AwardWallet takes your login information and compiles it in one centralized place, and you can set it up so that it notifies you of changes to your reward balances. That could provide a helpful alert system if somebody hacks into your account and steals your points.
Over the years, banks have become more sophisticated in their ability to track fraudulent activity on your credit card and alert you. And they have improved their efforts to thwart thieves from hacking into your account. But my guess is they have not invested similar resources in tracking and weeding out cases of thieves redeeming points improperly and illegally.
You’d like to think that Barclaycard would recognize your efforts to catch the point thief and at least waive your annual fee. But understand a couple things about how banks operate: The anti-fraud unit is a separate division from the retention unit.
If you have been hacked, that’s a matter for a bank’s anti-fraud unit. If you ask to have a fee waived, that’s a matter for a different division. And often, the agent you talk with – even if he or she wanted to help you – lacks the discretion to waive your annual fee.
It is true that your efforts probably saved Barclaycard a lot of money, because the bank likely would have reinstated your points if it could be proven they were taken illegally. But companies don’t always show their gratitude.
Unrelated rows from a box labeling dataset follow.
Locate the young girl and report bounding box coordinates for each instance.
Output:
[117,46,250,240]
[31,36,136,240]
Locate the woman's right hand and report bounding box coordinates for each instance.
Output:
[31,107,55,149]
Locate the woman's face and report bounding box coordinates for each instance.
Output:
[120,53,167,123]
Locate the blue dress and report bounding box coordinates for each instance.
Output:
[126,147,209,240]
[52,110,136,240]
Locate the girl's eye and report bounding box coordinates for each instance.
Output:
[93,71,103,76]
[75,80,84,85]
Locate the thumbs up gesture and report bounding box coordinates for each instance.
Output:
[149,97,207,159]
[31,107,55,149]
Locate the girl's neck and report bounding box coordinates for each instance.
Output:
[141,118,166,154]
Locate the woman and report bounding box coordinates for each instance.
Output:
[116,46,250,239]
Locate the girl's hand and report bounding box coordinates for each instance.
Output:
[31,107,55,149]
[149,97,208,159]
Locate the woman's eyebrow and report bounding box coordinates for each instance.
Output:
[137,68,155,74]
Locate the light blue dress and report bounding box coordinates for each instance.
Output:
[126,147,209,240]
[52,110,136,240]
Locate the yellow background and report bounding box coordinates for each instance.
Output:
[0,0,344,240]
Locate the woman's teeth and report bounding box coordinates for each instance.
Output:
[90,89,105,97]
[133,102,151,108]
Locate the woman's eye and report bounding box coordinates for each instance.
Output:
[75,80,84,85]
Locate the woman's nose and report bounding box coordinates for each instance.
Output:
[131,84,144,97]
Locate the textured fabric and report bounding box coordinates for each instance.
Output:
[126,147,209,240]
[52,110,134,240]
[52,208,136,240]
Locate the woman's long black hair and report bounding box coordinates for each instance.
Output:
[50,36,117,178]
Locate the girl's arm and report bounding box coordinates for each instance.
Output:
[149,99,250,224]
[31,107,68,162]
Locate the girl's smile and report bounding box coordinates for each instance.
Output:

The situation is similar to a burglar breaking into your house and stealing thousands of dollars of jewelry. If the police go to a local pawnshop and recover the jewelry the next day, that’s great – but your insurance company doesn’t waive your premiums or send you a check to thank you for saving them money.
If you wanted to press the annual fee issue with Barclaycard, you could ask to talk to a supervisor, who might have more authority to waive the annual fee. You might also tell the agent that you are considering canceling the card – banks sometimes waive fees in that circumstance, or at least make you an offer to earn additional points.